In the simulation, the fuzzy C-means algorithm optimized by PSO divided the eight groups of samples into three clusters: (\( T_{1} ,T_{2} ,T_{3} ,T_{5} ,T_{7} ,T_{8} \)), (\( T_{4} \)), (\( T_{6} \)), of which the first cluster had six groups of samples, so first cluster’s center \( T_{f} \) was regarded as the fusion value of the sensing units according to the principle of majority. As shown in Fig. 49.4, the fusion value \( T_{f} \) showed a good approximation to the real value, and the absolute error was less than 0.5 °C.

Fig. 49.4
figure 4

The fusion value and the error between the fusion value and the real value

Then the residuals between the measured values of sensing units and the fusion value were calculated and shown in Fig. 49.5, in which 1-line indicated the absolute values of the residuals and 2-line indicated the thresholds.

Fig. 49.5
figure 5figure 5

The residual (absolute value) of each sensing unit (1-line: residual; 2-line: threshold)

However, the threshold should be determined according to the actual data of the low pressure turbine outlet temperature. In this paper, the fault threshold value \( \bar{\varepsilon } \) was calculated with the formula: \( \bar{\varepsilon } = \mu + n\sigma \), where \( \mu \) was the mean of the normal sensor residuals, and \( \sigma \) was the standard deviation of the normal sensor residuals. The mean and the standard deviation of the residuals were known because the sensor data was artificially generated. In addition, the low pressure turbine outlet temperature field was not uniform in actual station, so it was necessary to broaden the threshold range in an appropriate level. The threshold was determined as \( \bar{\varepsilon } = 10 \) °C by considering all the above factors.

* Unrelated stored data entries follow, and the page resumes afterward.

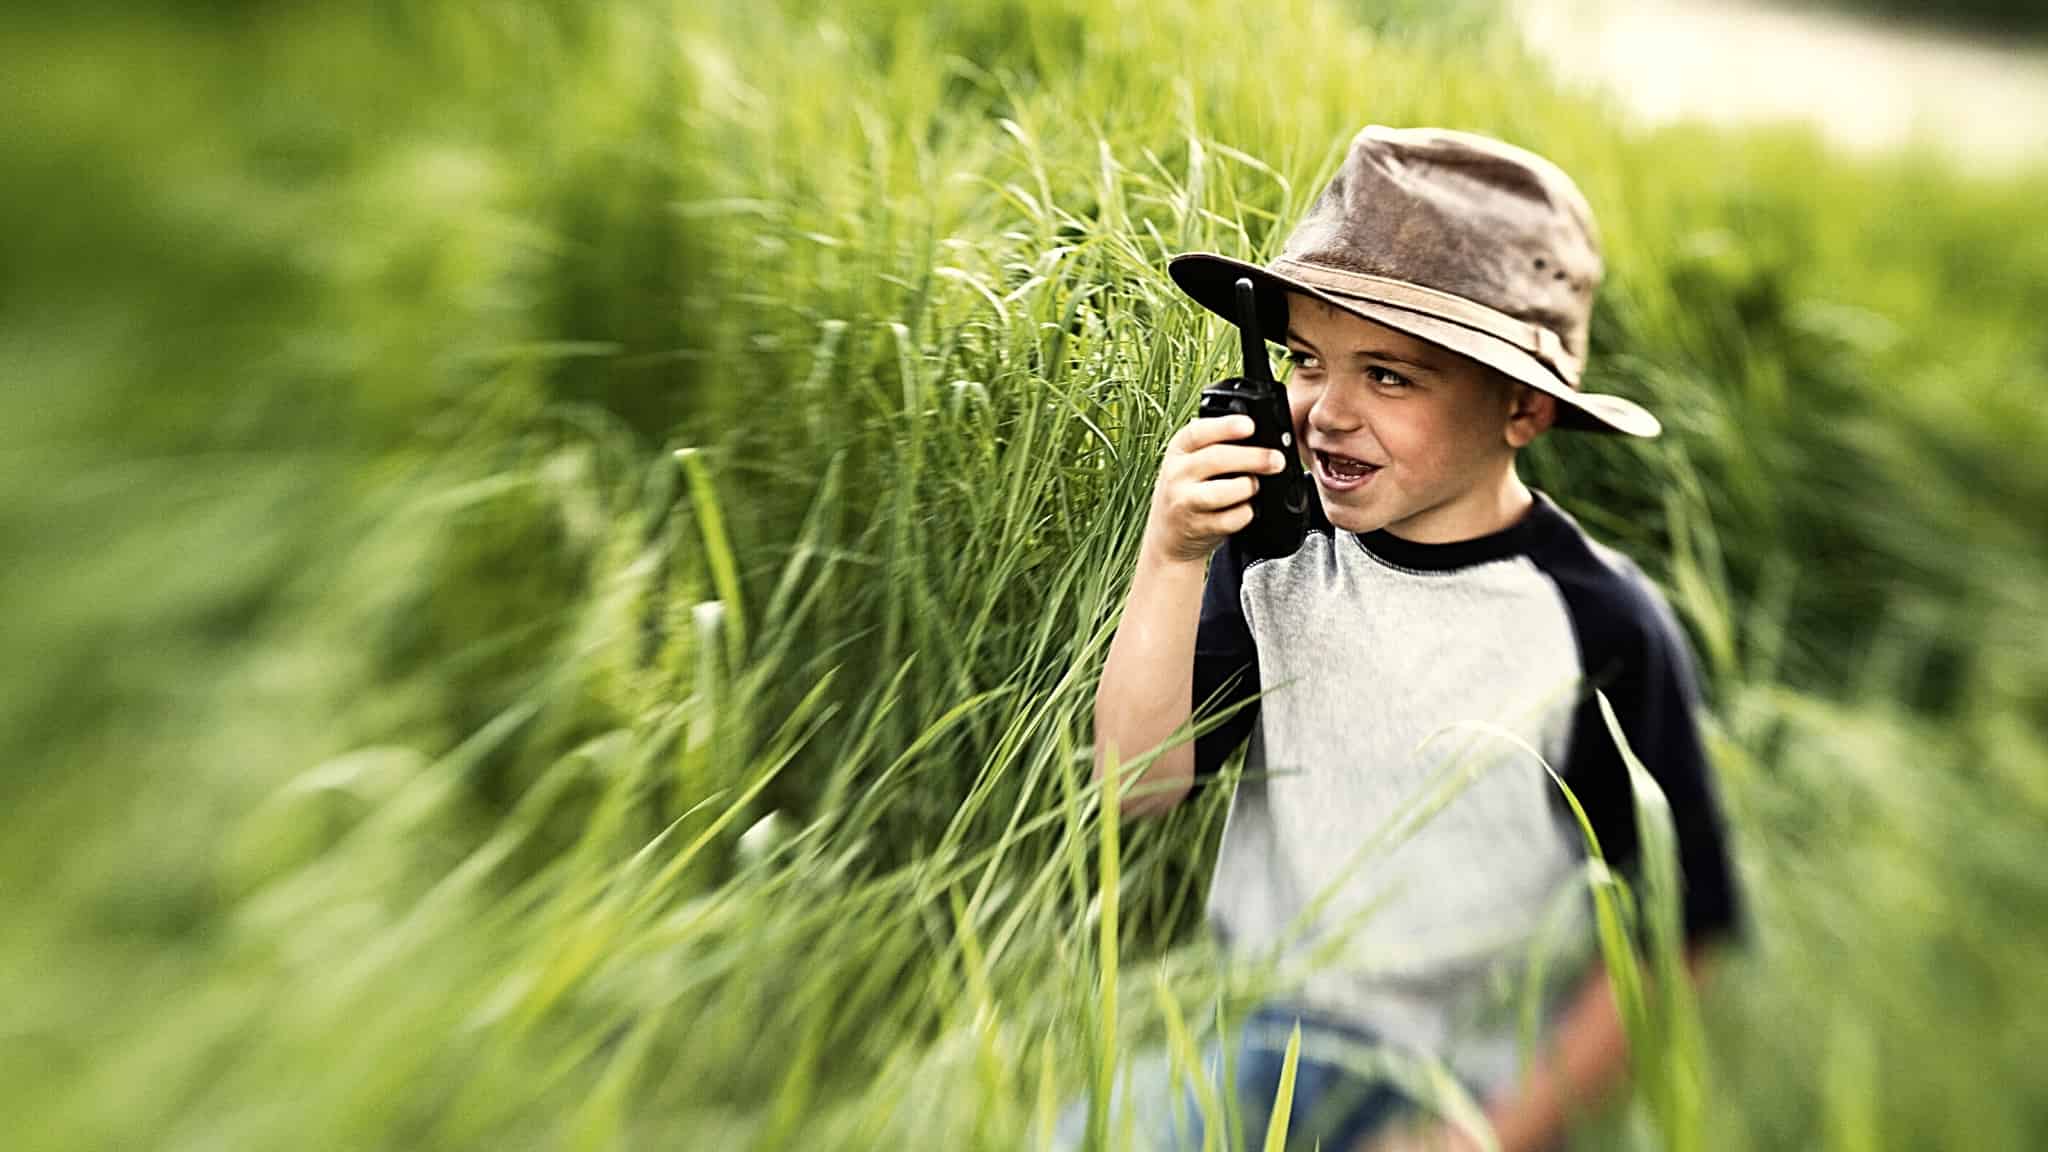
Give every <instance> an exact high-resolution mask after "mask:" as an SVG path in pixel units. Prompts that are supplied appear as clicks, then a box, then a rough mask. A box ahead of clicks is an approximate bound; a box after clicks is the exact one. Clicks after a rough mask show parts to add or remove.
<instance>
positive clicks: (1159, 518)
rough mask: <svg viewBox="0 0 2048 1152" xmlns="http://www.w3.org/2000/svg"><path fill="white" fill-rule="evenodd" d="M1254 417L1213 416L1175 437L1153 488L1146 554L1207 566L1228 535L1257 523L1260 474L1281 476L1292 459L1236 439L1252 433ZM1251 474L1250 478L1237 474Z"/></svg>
mask: <svg viewBox="0 0 2048 1152" xmlns="http://www.w3.org/2000/svg"><path fill="white" fill-rule="evenodd" d="M1251 430H1253V426H1251V416H1210V418H1206V420H1192V422H1190V424H1188V426H1186V428H1182V430H1178V433H1174V439H1171V441H1169V443H1167V445H1165V461H1163V463H1161V465H1159V482H1157V484H1155V486H1153V506H1151V517H1149V519H1147V521H1145V545H1143V547H1145V551H1147V553H1149V556H1153V558H1155V560H1159V562H1165V564H1202V562H1204V560H1208V553H1210V551H1214V549H1217V545H1219V543H1223V537H1227V535H1231V533H1235V531H1239V529H1243V527H1245V525H1249V523H1251V494H1253V492H1257V490H1260V480H1257V476H1251V474H1266V476H1272V474H1278V471H1280V469H1284V467H1286V457H1284V455H1280V453H1278V451H1274V449H1255V447H1249V445H1237V443H1231V441H1243V439H1247V437H1249V435H1251ZM1231 474H1247V476H1231Z"/></svg>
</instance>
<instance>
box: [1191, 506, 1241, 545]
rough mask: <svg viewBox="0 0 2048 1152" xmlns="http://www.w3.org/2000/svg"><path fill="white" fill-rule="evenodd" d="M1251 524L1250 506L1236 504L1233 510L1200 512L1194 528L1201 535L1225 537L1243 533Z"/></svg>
mask: <svg viewBox="0 0 2048 1152" xmlns="http://www.w3.org/2000/svg"><path fill="white" fill-rule="evenodd" d="M1249 523H1251V504H1237V506H1235V508H1225V510H1221V512H1202V515H1200V517H1198V519H1196V521H1194V527H1196V531H1200V533H1202V535H1212V537H1227V535H1237V533H1241V531H1245V525H1249Z"/></svg>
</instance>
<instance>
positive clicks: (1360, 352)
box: [1286, 328, 1438, 373]
mask: <svg viewBox="0 0 2048 1152" xmlns="http://www.w3.org/2000/svg"><path fill="white" fill-rule="evenodd" d="M1286 338H1288V342H1292V344H1303V346H1305V348H1309V351H1311V353H1315V355H1323V351H1321V348H1317V346H1315V344H1313V342H1309V338H1307V336H1303V334H1300V332H1296V330H1292V328H1288V330H1286ZM1352 357H1354V359H1366V361H1386V363H1391V365H1401V367H1405V369H1413V371H1423V373H1434V371H1438V369H1436V367H1432V365H1425V363H1417V361H1411V359H1407V357H1397V355H1393V353H1378V351H1372V348H1358V351H1354V353H1352Z"/></svg>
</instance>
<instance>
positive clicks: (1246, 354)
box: [1237, 277, 1274, 381]
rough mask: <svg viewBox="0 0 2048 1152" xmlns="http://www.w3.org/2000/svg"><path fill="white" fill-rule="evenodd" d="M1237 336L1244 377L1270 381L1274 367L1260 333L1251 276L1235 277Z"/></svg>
mask: <svg viewBox="0 0 2048 1152" xmlns="http://www.w3.org/2000/svg"><path fill="white" fill-rule="evenodd" d="M1237 338H1239V342H1241V348H1243V353H1245V379H1264V381H1272V379H1274V367H1272V361H1268V359H1266V338H1264V336H1262V334H1260V293H1257V289H1253V287H1251V277H1237Z"/></svg>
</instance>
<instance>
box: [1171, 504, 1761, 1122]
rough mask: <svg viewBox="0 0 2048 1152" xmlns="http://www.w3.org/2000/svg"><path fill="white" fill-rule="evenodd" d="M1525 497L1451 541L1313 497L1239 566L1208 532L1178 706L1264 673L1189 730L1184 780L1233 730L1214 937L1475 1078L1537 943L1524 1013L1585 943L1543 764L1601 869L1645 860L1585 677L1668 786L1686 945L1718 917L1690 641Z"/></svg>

After the threshold was determined, a fault vector could be obtained by checking whether the residuals exceeded the threshold. In this case, we could see that the fourth residual and the sixth residual exceeded the threshold, thereby a fault vector of \( \left[\begin{array}{llllllll}0& 0& 0& 1& 0& 1& 0& 0 \end{array}\right]\) was generated and sent to the central controller, the central controller could directly determine that the fourth and sixth sensing units failed by through of checking the fault vector.

49.6 Conclusions

The structure of an aero-engine multi-redundant smart sensor based on DSP was introduced first, and for aero-engine multi-redundant smart sensors fault conditions, a method based on data fusion which can realize the fault diagnosis and fault location for the multi-redundant smart sensors online was proposed. The method used an improved fuzzy C-means clustering algorithm to get a fusion value, and then the residuals between the fusion value and measured values of these sensing units could be calculated. After that, the residuals could be used to monitor the health conditions of the sensors. The simulation results showed that the fusion value had a high accuracy, and also online fault location could be completed in the form of fault vector.